John D. Pallante, Philadelphia, for respondent.

BEFORE: COLINS, President Judge; FRIEDMAN, Judge; FLAHERTY, Senior Judge.

OPINION BY Senior Judge FLAHERTY.

Both Lynette Anderson (Claimant) and Pennsylvania Hospital (Employer) petition for review of an order of the Workers’ Compensation Appeal Board (Board) which reversed the decision of a Workers’ Compensation Judge (WCJ) granting Claimant’s Review Petition and affirmed the decision of the WCJ denying Employer’s Termination/Suspension/Modification Petition and Review Petition. We reverse that part of the Board’s order which affirmed the WCJ’s denial of Employer’s Review Petition and affirm the order of the Board in all other respects.

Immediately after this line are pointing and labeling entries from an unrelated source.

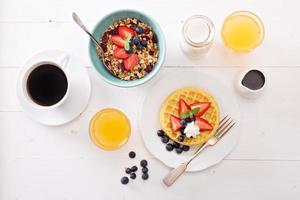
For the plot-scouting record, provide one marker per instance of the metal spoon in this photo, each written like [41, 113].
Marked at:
[99, 49]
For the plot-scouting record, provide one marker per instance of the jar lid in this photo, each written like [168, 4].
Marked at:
[198, 31]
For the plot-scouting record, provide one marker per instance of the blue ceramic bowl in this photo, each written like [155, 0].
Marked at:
[100, 29]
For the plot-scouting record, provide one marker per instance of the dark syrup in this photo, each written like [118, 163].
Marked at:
[47, 85]
[254, 80]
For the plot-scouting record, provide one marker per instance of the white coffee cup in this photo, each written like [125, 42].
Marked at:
[246, 91]
[62, 63]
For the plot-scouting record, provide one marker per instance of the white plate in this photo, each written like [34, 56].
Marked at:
[149, 118]
[80, 90]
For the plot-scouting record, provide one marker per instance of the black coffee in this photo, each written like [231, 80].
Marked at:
[254, 80]
[47, 85]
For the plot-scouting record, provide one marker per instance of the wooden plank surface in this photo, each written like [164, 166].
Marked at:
[38, 162]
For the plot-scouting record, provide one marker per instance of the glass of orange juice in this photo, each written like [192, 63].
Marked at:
[109, 129]
[242, 31]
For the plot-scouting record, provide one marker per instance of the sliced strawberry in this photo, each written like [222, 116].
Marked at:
[175, 123]
[203, 124]
[125, 32]
[183, 107]
[131, 61]
[203, 107]
[120, 53]
[117, 40]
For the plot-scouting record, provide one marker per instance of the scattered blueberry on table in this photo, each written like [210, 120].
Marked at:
[124, 180]
[132, 154]
[132, 171]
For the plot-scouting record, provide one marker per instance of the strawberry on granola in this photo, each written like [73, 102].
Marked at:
[130, 49]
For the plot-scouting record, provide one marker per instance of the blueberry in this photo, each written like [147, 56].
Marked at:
[188, 120]
[135, 40]
[145, 176]
[144, 43]
[132, 175]
[165, 139]
[133, 168]
[154, 38]
[160, 133]
[145, 170]
[114, 31]
[185, 148]
[179, 150]
[192, 118]
[129, 51]
[176, 145]
[180, 138]
[131, 154]
[124, 180]
[182, 130]
[139, 47]
[139, 30]
[169, 147]
[128, 170]
[183, 122]
[149, 68]
[143, 163]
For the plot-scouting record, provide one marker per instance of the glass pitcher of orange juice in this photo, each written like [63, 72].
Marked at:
[109, 129]
[242, 31]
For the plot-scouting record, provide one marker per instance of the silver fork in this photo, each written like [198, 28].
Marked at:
[224, 126]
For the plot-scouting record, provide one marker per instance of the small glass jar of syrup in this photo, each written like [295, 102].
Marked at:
[197, 35]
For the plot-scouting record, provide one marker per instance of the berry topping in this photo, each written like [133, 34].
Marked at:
[135, 40]
[125, 32]
[131, 154]
[179, 150]
[175, 123]
[143, 163]
[203, 107]
[124, 180]
[139, 47]
[183, 122]
[169, 147]
[176, 145]
[132, 175]
[160, 133]
[131, 61]
[117, 40]
[114, 32]
[120, 53]
[183, 107]
[133, 168]
[180, 138]
[145, 170]
[185, 148]
[203, 124]
[165, 139]
[128, 170]
[145, 176]
[139, 30]
[192, 118]
[144, 43]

Pursuant to a Notice of Compensation Payable (NCP), Claimant began receiving compensation benefits for an injury described as right medial epicondylitis[1] and right carpal tunnel syndrome that occurred on November 13, 1998 as the result of lifting objects at work. Thereafter, on October 18, 1999, Employer filed a Termination/Suspension/Modification Petition alleging that as of September 13, 1999 Claimant has fully recovered and is able to return to unrestricted work. Claimant filed an Answer denying the allegations set forth in Employer’s Petition. On December 20, 1999, Claimant filed a Review Petition asserting that the NCP should be amended to include a left hand carpal tunnel injury. On August 8, 2000, Employer filed a Review Petition alleging that the right epicondylitis injury should be removed from the NCP because this was a pre-existing condition as evidenced by the testimony of both Claimant and her medical expert. Thereafter, hearings were held before the WCJ.

Claimant testified that at the time of the injury she had worked for Employer for approximately twenty years. Most recently, Claimant worked as a technician at a DTI machine in the central processing and distribution department. The DTI machine washes and sterilizes dirty sets of instruments from the operating room (OR). After washing, the clean OR set comes out of the machine for the waiting technician who reassembles the set and makes sure it is clean. At this time, however, the OR set is hot and must be allowed to cool. Claimant testified that on the day of the injury the DTI machine sent out another OR set before the previous one had finished cooling. So, she grabbed the hot OR set so that the cooling OR set would not be knocked onto the ground. By doing this, Claimant burned her hands. Afterwards, Claimant began experiencing pain radiating down her arm. Claimant missed work as a result of this injury but eventually returned to a light-duty position with Employer. However, Claimant stopped working at this job because the tasks she was required to perform caused her hand and elbow to hurt and also caused her hand to swell. Claimant then returned to another light-duty job with Employer at the welcome desk of the hospital. Claimant did not have trouble performing this job but Employer did not keep her in this position. Rather, Employer hired a vocational counselor to find her a light-duty job with another employer. The WCJ accepted the testimony of Claimant as credible.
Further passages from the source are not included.